Entrevista: Marcelo Adnet e Eduardo Sterblitch


Nossa avaliação

Antes de começar a entrevista, Marcelo Adnet assobia em cima do gravador, enquanto Eduardo Sterblitch cantarola “Evidências”. Conversar com duas das maiores revelações do humor brasileiro nem parece trabalho. A dupla protagonista de “Os Penetras” nos recebeu em um hotel em São Paulo num dia de muita chuva e engarrafamentos gigantescos. Mas nem parecia ligar pra nada disso. “Olha aí a ideia que você deu…”, reclama Sterblitch para Adnet após tentar umedecer um biscoito no café e ele se partir caindo dentro da xícara. “Mas tem que ter classe né…”, dispara o outro.

Os dois aparentam fora da tela a mesma química que mostram no filme, e fizeram um bate-papo que poderia ser resumido como sobre “limites”. Na (longa) entrevista a seguir, eles deram respostas interessantes pautadas por um timing cômico perfeito. Como, aliás, é comum aos grandes nomes do humor.

Já tiveram alguma experiência de penetra?

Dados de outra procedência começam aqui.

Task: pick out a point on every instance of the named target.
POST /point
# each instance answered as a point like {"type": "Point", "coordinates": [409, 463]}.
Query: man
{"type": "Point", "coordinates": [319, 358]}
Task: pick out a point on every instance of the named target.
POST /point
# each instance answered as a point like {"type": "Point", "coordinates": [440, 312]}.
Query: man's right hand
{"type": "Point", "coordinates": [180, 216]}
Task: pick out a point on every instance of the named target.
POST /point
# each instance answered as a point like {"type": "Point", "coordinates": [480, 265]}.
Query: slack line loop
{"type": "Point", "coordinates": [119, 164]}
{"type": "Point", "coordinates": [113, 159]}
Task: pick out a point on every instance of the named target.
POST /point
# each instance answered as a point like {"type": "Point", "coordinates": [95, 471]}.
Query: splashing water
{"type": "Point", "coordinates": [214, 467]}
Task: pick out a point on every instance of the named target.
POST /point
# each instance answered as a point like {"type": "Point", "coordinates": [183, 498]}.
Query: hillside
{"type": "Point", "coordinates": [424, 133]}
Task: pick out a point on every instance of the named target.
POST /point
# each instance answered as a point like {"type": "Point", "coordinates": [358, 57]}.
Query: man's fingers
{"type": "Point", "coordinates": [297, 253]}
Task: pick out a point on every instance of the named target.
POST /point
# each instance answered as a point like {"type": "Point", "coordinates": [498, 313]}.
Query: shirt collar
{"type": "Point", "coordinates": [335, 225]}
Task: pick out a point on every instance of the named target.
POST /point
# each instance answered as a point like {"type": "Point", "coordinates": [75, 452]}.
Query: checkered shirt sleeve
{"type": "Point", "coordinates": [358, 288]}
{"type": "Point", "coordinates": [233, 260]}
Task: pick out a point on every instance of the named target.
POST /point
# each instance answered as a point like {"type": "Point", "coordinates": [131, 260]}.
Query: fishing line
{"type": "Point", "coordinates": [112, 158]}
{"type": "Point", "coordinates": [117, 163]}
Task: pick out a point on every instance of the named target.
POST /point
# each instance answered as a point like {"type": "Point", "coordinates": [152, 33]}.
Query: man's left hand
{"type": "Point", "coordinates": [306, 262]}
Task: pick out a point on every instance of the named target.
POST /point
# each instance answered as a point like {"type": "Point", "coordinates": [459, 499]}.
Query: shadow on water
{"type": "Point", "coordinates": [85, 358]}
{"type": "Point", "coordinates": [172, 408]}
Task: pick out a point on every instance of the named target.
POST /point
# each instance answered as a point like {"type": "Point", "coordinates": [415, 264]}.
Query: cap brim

Marcelo Adnet: Eu particularmente não, porque eu sou muito caretinha, muito certinho. Então ficaria com muita vergonha de entrar de penetra em algum lugar, ficaria mal demais. Mas às vezes a gente é levado a isso, né. Ser penetra. Mas eu sempre fui muito politicamente correto. Eu acho que há limites no penetrismo. Qual o limite do penetra?

Eduardo Sterblitch: Eu convivo com o maior penetra do Brasil, né (Daniel Zukerman, o Impostor do “Pânico na Band”). Mas eu não tenho essa capacidade de cara de pau não. Nunca tive experiências muito absurdas de penetrar não. Eu já penetrei uma vez… (silêncio seguido de risos). Quando era muito novo, morava em uma cidade do interior, eu queria ver um filme, mas não tinha dinheiro pra ir ao cinema, aí fingi que eu era jornalista. Fui com uma pranchetinha, imprimi o logo de um jornal… Disse que queria fazer a resenha do filme tal… E o cara me deixou entrar. Mas provavelmente me deixou entrar porque era ridiculamente impossível eu ser um jornalista com 14 anos de idade (risos). Mas… então a gente nunca penetrou não… concluímos isso, né.

M: É… grandes penetradas não… pequenas penetradas, discretas (risos). Até porque hoje em dia a gente é penetra oficial, né. Acho que qualquer pessoa pública no Brasil acaba ficando meio um penetra de direito. Mas a gente agora tem que se controlar também, porque é feio. Quando você é penetra público aí é terrível. Não pode fazer isso.

E: Não pode.

M: Sabe o seu cartãozinho de embarque que você pode embarcar na frente? Eu fico com vergonha de exercer esse direito.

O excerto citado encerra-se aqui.